Engelhardt Institute of Molecular Biology (A.L.K., D.V.Y., M.V.J., A.V.S., V.A.K., E.A.S., M.K.K.) and Shemyakin-Ovchinnikov Institute of Bioorganic Chemistry (Y.S.S.), Russian Academy of Sciences, Moscow, Russia; and Institute of Molecular Genetics, Moscow, Russia (S.I.S.)

The main disadvantages of 3'-azido-3'-deoxythymidine (zidovudine, AZT), the most common anti-HIV drug, are toxicity and a short half-life in the organism. The introduction of an H-phosphonate group into the AZT 5' position resulted in significant improvement of its therapeutic properties and allowed a new anti-HIV drug, Nikavir (AZT H-phosphonate). In this work, we described a new group of AZT derivatives, namely, AZT 5'-aminocarbonylphosphonates.
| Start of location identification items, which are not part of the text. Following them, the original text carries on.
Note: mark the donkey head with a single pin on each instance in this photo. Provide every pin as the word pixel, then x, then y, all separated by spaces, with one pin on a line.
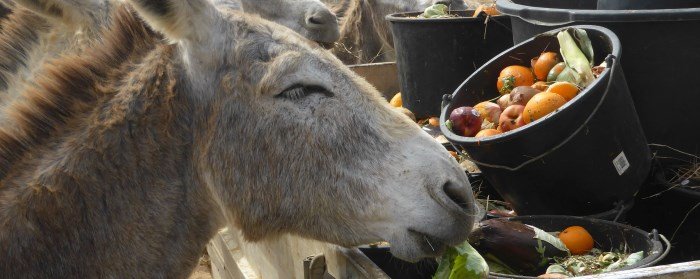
pixel 310 18
pixel 288 140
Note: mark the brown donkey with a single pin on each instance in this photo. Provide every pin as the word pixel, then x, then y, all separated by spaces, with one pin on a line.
pixel 39 31
pixel 127 169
The synthesized compounds displayed antiviral properties in cell cultures infected with HIV-1 and the capacity to release the active nucleoside in animals (rabbits and dogs) in a dose-dependent manner. The compounds were less toxic in MT-4 and HL-60 cell cultures and experimental animals compared with AZT. Major metabolites found in MT-4 cells after their incubation with AZT 5'-aminocarbonylphosphonate 1 were AZT and AZT 5'-phosphate (25 and 55%, respectively). Among the tested compounds, phosphonate 1 was the most effective AZT donor, and its longest t_1/2 and T_max values in the line phosphonate 1 - AZT H-phosphonate - AZT imply that compound 1 is an extended depot form of AZT. Although bioavailability of AZT after oral administration of phosphonate 1 was lower than those of AZT H-phosphonate and AZT (8 against 14 and 49%), we expect that this reduction would not cause essential decrease of antiviral activity but noticeably decrease toxicity as a result of gradual accumulation of AZT in blood and the absence of sharp difference between C_max and C_min. Such a combination of properties makes the compounds of this group promising for further studies as extended-release forms of AZT.